School choice goes beyond partisanship

Tampa businessman John Kirtley almost single-handedly created Florida’s corporate tax credit scholarship program for low-income children, a program he now runs. He’s known nationally for his efforts on behalf of school choice, a subject that landed him on Gov.-elect Rick Scott’s education transition team. We’re trying to get our local members of the team to talk about the education issues that matter to them as they advise Scott. Last week Hillsborough schools superintendent MaryEllen Elia spoke with the Gradebook, and this week Kirtley submitted this essay.  
For far too long, the important debate over whether we should provide private learning options for low-income schoolchildren has been a source of friction in education circles and partisan combat in political quarters. But when Oprah Winfrey spotlights the desperate needs of these children and some of the private schools that are turning around their lives, we can safely conclude this issue is now mainstream.

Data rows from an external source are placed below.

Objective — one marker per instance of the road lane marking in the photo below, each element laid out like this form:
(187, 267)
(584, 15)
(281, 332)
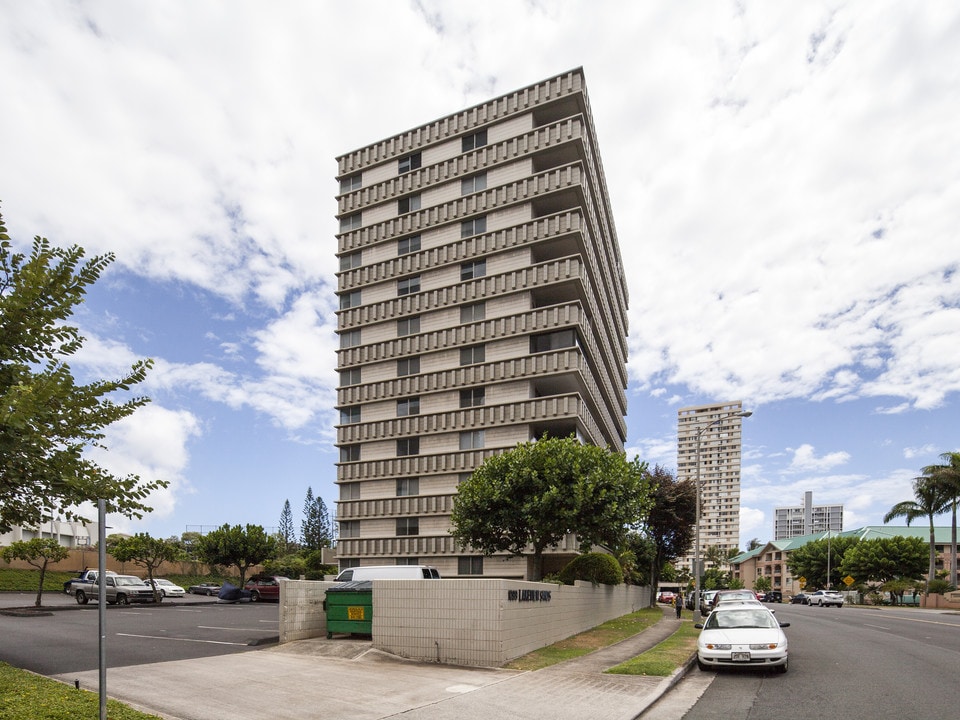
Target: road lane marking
(159, 637)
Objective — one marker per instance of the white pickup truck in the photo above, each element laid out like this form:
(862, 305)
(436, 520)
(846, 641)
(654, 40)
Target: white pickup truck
(120, 589)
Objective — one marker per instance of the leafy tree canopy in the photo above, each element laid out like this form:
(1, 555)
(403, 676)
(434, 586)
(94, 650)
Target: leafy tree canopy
(146, 551)
(885, 559)
(47, 420)
(528, 498)
(37, 552)
(810, 561)
(237, 546)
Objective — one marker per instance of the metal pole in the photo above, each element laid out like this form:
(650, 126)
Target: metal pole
(102, 602)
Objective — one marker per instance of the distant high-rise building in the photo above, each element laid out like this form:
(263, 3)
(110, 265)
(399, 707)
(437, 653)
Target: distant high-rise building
(719, 426)
(483, 303)
(806, 519)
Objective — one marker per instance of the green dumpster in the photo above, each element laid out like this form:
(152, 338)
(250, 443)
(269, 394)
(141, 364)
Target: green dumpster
(350, 608)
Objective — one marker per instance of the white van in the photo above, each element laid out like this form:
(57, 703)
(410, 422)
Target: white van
(389, 572)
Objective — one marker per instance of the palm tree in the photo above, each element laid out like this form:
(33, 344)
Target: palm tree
(947, 476)
(931, 500)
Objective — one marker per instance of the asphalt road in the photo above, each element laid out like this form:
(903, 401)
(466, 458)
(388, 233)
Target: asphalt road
(67, 639)
(847, 663)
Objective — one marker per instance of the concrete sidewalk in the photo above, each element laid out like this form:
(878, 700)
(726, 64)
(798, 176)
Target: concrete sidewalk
(346, 679)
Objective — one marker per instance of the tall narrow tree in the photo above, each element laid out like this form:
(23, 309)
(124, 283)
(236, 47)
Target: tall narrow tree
(285, 532)
(947, 476)
(931, 500)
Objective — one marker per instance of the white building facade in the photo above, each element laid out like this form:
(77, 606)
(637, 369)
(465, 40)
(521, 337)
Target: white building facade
(483, 303)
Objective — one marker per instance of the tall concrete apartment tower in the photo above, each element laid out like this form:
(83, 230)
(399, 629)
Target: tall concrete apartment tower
(483, 303)
(719, 425)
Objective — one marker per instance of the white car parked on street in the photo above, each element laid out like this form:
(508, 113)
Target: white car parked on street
(825, 597)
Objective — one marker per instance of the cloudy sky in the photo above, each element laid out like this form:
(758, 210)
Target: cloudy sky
(785, 179)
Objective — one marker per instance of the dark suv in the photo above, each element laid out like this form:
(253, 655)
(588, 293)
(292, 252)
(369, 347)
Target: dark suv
(264, 587)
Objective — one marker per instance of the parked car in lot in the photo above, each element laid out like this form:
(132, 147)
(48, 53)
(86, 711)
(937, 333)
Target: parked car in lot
(744, 635)
(724, 596)
(166, 588)
(826, 598)
(204, 589)
(264, 587)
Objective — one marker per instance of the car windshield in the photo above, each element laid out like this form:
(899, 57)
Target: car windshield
(740, 618)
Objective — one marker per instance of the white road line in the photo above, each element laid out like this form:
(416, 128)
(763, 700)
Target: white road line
(158, 637)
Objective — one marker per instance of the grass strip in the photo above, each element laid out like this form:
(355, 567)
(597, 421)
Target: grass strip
(610, 632)
(26, 695)
(661, 660)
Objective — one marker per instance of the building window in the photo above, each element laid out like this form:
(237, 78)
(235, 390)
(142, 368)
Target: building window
(472, 397)
(349, 453)
(472, 565)
(351, 183)
(351, 222)
(408, 326)
(553, 341)
(408, 406)
(408, 446)
(350, 377)
(472, 142)
(471, 270)
(471, 440)
(472, 355)
(474, 183)
(349, 300)
(351, 261)
(410, 162)
(408, 486)
(408, 366)
(405, 246)
(473, 313)
(474, 226)
(408, 526)
(408, 204)
(349, 339)
(408, 285)
(350, 415)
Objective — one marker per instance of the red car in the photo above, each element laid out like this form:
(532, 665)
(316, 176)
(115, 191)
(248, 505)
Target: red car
(264, 587)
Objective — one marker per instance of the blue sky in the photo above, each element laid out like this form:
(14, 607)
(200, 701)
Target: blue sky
(785, 179)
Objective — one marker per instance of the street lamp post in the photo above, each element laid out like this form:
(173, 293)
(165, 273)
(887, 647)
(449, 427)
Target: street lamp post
(697, 617)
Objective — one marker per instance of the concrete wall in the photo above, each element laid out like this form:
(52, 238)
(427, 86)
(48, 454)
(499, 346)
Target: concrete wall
(483, 623)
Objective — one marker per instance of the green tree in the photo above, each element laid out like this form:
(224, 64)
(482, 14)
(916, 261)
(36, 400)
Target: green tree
(931, 500)
(810, 560)
(287, 540)
(146, 551)
(885, 559)
(239, 547)
(670, 522)
(38, 552)
(528, 498)
(315, 529)
(947, 477)
(47, 420)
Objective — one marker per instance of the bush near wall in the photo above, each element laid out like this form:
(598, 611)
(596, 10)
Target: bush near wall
(596, 568)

The impetus for Oprah’s involvement has been the documentary film, Waiting for Superman, which illustrates how some disadvantaged children in urban communities in New York, Washington and Los Angeles have found new hope in charter schools that are focusing specifically on their needs. What often gets missed in the talk over whether the film’s message is anti-public education, though, is the lineup of people who are advancing the cause.
The director himself, Davis Guggenheim, is a self-professed liberal who gained fame for his work with Al Gore in the global warming documentary, An Inconvenient Truth. In his film and on the public tour that has surrounded it, we have seen education philanthropists Bill and Melinda Gates, Harlem Children’s Zone founder Geoffrey Canada, Grammy-winner John Legend, U.S. education secretary Arne Duncan, and parents of all different races, ethnicity and politics who were reduced to tears at an MSNBC-sponsored screening.
This is becoming the new face of a movement to put all our educational tools on the table for underprivileged students, and Florida is a prime example.